Property syndicator WRF Securities has claimed the 17.5 per cent return on its just-completed Armidale No.1 Property Syndicate proves that unlisted property is tax-effective.

The syndicate consisted of a shopping centre in the New South Wales town and was sold for $20 million to private investor Steve Wakeham who intends to carry out a major redevelopment of the site.

The K-Mart Plaza centre was purchased for $15.36 million in April, 2002 and the syndicate had been expected to either close or be rolled over next month.

WRF managing director Owen Lennie said investors would receive a payout of $1.25 for every $1 invested.

“This shows a 7.7 per cent a year capital growth, on top of the quarterly distributions of more than 10 per cent per annum,” he said

“This will put paid to the scepticism of many analysts about the tax effects of property syndicates.”

Investors on the top marginal rate of tax will now have to pay about 12.5 cents tax on the distributions of $1.33 for the year ending June, 2005.

The distributions during the three-year life of the syndicate were in line with prospectus forecasts.

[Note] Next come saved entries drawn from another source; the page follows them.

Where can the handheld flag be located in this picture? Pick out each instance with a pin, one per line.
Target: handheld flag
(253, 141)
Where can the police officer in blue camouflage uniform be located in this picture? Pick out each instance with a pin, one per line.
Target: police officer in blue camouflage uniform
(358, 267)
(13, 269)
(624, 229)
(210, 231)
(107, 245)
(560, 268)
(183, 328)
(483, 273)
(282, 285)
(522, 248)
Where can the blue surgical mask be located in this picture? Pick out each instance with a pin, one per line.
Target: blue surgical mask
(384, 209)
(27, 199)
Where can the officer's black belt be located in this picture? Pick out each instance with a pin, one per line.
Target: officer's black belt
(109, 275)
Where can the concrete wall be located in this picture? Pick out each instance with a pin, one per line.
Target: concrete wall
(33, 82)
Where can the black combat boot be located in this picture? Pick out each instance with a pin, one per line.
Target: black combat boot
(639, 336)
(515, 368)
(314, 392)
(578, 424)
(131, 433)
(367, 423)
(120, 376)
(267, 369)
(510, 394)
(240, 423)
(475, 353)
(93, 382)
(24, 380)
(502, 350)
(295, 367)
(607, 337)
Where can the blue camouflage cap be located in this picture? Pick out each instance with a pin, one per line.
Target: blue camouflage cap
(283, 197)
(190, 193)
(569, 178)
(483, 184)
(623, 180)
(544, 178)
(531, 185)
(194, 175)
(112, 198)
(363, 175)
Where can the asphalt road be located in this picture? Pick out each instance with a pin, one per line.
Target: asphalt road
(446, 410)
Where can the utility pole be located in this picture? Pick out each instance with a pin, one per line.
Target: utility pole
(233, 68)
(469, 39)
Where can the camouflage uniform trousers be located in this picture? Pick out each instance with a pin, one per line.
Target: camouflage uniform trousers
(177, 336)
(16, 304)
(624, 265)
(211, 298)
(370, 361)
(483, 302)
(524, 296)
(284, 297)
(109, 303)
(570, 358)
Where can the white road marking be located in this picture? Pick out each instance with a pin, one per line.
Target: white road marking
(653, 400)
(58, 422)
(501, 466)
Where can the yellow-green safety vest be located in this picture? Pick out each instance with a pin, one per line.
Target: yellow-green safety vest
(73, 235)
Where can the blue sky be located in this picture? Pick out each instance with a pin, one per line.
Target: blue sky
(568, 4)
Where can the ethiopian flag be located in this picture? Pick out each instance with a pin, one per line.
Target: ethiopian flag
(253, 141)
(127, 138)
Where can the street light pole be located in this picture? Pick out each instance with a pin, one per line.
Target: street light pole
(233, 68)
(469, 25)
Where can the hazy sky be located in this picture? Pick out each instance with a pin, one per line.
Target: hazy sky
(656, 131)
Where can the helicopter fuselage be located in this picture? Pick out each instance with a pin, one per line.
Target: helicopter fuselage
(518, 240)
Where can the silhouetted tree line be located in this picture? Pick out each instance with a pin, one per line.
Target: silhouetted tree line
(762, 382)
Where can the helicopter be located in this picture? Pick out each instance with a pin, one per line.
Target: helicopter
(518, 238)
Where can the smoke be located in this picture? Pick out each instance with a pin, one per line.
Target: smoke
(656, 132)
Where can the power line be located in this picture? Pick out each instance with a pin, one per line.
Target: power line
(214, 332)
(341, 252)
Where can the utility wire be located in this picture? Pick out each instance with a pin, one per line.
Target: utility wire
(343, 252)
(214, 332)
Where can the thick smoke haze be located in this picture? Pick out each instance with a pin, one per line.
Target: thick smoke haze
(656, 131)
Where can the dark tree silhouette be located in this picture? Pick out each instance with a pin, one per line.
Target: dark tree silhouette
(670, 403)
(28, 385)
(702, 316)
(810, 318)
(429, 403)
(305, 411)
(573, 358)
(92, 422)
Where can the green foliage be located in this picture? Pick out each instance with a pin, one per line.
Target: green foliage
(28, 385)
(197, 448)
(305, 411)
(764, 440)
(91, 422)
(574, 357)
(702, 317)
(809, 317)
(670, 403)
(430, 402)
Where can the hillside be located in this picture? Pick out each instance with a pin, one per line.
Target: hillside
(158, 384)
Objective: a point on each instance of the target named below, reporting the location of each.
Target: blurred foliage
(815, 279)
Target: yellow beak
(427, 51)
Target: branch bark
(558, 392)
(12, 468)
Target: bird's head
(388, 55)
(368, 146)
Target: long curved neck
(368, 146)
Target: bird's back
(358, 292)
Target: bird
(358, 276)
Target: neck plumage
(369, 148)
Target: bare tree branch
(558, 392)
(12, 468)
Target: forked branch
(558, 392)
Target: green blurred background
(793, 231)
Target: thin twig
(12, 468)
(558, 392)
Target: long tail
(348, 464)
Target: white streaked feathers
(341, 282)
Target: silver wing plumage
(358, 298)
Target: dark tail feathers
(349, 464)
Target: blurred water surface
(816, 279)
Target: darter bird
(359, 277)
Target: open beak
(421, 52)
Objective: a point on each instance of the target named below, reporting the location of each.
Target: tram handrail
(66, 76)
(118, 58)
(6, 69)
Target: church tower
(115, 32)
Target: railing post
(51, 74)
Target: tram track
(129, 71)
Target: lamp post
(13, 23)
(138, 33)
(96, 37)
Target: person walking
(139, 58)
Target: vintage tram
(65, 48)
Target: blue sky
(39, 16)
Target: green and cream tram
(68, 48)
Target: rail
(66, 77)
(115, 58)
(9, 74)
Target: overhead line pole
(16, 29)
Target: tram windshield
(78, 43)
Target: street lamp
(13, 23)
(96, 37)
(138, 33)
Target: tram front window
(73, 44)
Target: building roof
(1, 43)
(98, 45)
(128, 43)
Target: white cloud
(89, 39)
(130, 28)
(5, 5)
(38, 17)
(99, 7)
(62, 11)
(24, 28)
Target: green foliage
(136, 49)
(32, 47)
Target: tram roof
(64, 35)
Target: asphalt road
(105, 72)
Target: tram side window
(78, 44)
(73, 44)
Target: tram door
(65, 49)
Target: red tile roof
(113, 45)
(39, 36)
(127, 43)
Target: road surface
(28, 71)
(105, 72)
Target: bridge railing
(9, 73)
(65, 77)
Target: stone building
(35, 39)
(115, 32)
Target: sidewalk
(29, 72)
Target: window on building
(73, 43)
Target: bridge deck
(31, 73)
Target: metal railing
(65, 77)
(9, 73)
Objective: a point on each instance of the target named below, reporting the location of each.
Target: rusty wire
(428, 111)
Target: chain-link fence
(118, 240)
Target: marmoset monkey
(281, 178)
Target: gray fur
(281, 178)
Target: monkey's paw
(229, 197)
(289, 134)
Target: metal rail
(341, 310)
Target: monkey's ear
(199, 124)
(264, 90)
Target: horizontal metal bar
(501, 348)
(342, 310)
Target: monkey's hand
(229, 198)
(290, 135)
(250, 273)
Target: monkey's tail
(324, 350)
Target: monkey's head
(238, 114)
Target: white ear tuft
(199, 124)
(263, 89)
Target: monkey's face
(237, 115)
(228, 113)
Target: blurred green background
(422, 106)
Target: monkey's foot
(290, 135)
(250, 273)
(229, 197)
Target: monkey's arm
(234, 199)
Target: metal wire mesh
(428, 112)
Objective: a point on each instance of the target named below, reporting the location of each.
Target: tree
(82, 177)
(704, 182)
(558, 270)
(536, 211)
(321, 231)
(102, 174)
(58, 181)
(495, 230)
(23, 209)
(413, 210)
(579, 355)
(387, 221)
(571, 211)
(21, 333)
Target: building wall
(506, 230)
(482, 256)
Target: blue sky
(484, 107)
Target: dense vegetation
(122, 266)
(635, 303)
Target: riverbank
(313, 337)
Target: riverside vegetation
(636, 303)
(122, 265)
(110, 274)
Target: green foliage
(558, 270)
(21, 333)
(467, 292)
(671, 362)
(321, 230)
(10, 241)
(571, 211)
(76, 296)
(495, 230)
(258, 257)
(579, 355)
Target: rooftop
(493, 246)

In the first year (2002) the actual distributions were 10.03 per cent compared to a forecast of 9.9 per cent. In 2004 the actual distribution was 10.35 per cent compared to a forecast of 10.2 per cent.

Lennie says the only grumble investors would have is the vendor duty.

“The New South Wales government changed the rules after they invested and took 4.3 cents for each dollar they invested, net of capital gains tax,” he said.

WRF has applied to register its next syndicate, the 925 Property Syndicate, which is expected to produce a yield in the first year of more than 8.5 per cent.

WRF now has more than $250 million of property and agribusiness assets under management and has a market capitalisation of $18 million. It recently reported first half profits of $3.7 million.